# Lowered 1.4 with Long Tube Headers



## EPTowing (Jan 24, 2010)

Does any one have there car lowered with long tube headers . I am getting ready to buy headers & I want to make sure the if I buy long tube that there not going to hit the ground. I hate to spend $1000 to $1500 for header & smash them on a speed bump or something.


----------



## EPTowing (Jan 24, 2010)

So no one has a lowered gto with long tube headers


----------



## 646904GTO (Feb 10, 2008)

I have mine lowered with LTs. You have to be kinda careful. I run adjustable Koni's on all 4 corners too. The speed bumps aren't the biggest issue, its those little parking stall stops and the pins that stick up and out of some of them. They will rip off the front cover when you back off of them.


----------



## jpalamar (Jul 22, 2008)

I wouldn't do LTs wit ha 1.4 drop.


----------



## 06SixOhGoat (Jun 19, 2010)

:agree ... are cars already sit low as it is stock. a .8 rear and 1.0 front will sit your car real nice.

i would do more than an inch personaly


----------



## EPTowing (Jan 24, 2010)

Ya i know our car sit kinda low stock but when you throw a set of 18 x 9.5 in the rear & a set of 18x8.5 in the front & drop the car down on the tire then they look sweet. 

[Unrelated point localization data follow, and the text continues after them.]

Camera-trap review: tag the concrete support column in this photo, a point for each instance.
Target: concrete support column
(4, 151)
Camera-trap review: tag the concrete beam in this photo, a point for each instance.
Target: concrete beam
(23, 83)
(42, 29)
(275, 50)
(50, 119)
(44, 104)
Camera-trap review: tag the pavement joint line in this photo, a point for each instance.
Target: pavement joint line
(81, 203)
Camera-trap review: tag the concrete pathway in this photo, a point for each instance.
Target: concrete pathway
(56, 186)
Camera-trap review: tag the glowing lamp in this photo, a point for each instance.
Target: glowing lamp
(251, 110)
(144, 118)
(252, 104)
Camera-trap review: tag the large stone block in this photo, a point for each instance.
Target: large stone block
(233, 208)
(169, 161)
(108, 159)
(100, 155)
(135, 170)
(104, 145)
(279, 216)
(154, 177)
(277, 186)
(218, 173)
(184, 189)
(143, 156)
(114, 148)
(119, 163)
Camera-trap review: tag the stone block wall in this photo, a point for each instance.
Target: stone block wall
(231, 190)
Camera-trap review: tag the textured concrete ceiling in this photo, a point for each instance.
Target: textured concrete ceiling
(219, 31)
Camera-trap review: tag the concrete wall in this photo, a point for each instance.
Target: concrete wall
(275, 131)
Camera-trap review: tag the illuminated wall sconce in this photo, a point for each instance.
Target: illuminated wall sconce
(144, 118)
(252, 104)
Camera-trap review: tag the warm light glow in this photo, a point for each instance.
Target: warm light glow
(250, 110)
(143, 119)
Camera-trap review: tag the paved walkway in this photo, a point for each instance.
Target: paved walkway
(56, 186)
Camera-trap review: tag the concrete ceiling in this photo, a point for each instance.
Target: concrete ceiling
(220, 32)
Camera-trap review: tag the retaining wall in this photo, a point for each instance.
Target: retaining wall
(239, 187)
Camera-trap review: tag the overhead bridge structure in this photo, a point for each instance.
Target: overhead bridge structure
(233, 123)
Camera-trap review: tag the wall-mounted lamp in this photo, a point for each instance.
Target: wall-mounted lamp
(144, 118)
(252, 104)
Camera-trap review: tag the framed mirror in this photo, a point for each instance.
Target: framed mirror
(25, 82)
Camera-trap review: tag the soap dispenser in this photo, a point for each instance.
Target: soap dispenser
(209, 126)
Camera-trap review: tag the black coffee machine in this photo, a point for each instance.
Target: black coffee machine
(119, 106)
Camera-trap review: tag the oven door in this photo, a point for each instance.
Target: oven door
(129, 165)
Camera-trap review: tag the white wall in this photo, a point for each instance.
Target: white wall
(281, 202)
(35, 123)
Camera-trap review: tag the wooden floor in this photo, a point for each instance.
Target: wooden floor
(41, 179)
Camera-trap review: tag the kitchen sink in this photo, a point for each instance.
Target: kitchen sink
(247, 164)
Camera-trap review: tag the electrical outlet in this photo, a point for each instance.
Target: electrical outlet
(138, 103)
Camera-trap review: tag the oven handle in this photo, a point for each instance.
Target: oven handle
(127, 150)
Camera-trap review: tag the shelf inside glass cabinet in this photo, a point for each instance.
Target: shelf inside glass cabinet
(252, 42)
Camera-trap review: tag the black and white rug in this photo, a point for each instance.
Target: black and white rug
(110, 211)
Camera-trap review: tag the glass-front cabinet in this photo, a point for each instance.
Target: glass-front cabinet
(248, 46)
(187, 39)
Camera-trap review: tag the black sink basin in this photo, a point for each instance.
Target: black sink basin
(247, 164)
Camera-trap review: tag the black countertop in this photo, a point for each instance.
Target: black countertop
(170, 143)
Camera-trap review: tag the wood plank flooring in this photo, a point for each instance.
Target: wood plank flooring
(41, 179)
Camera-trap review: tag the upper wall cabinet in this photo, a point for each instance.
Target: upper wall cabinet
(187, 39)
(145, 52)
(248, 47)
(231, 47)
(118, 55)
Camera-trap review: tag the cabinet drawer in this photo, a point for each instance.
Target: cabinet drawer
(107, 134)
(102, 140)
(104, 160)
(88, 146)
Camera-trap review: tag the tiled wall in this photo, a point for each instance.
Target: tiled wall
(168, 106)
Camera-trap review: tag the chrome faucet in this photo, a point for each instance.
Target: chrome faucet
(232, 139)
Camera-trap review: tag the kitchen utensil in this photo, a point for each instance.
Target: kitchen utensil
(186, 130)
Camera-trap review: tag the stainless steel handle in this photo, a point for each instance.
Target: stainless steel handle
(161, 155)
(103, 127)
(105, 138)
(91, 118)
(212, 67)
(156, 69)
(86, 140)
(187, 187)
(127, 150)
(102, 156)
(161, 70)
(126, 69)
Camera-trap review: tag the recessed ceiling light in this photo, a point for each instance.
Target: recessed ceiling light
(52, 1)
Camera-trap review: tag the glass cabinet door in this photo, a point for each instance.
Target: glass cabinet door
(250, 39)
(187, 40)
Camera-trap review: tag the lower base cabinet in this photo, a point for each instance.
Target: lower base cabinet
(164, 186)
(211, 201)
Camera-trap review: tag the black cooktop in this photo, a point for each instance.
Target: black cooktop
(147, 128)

Ok can anyone thats running long tube tell me how low there header hang belong the car or how high they are from the ground.


----------



## svede1212 (Nov 1, 2005)

with a 1.4" drop you're giving your self less than 3/4" for travel. The car will ride like crap and bottom out on the bump stops. I think the headers will not be the biggest problem.


----------



## EPTowing (Jan 24, 2010)

Well thats where your wrong. After replacing the front struts with a set of koni the car hasn't hit the bump stop but maybe two times & that was in a road contruction zone. The car is a little stiffer then it was but it ride nice & it looks hella sweet.


----------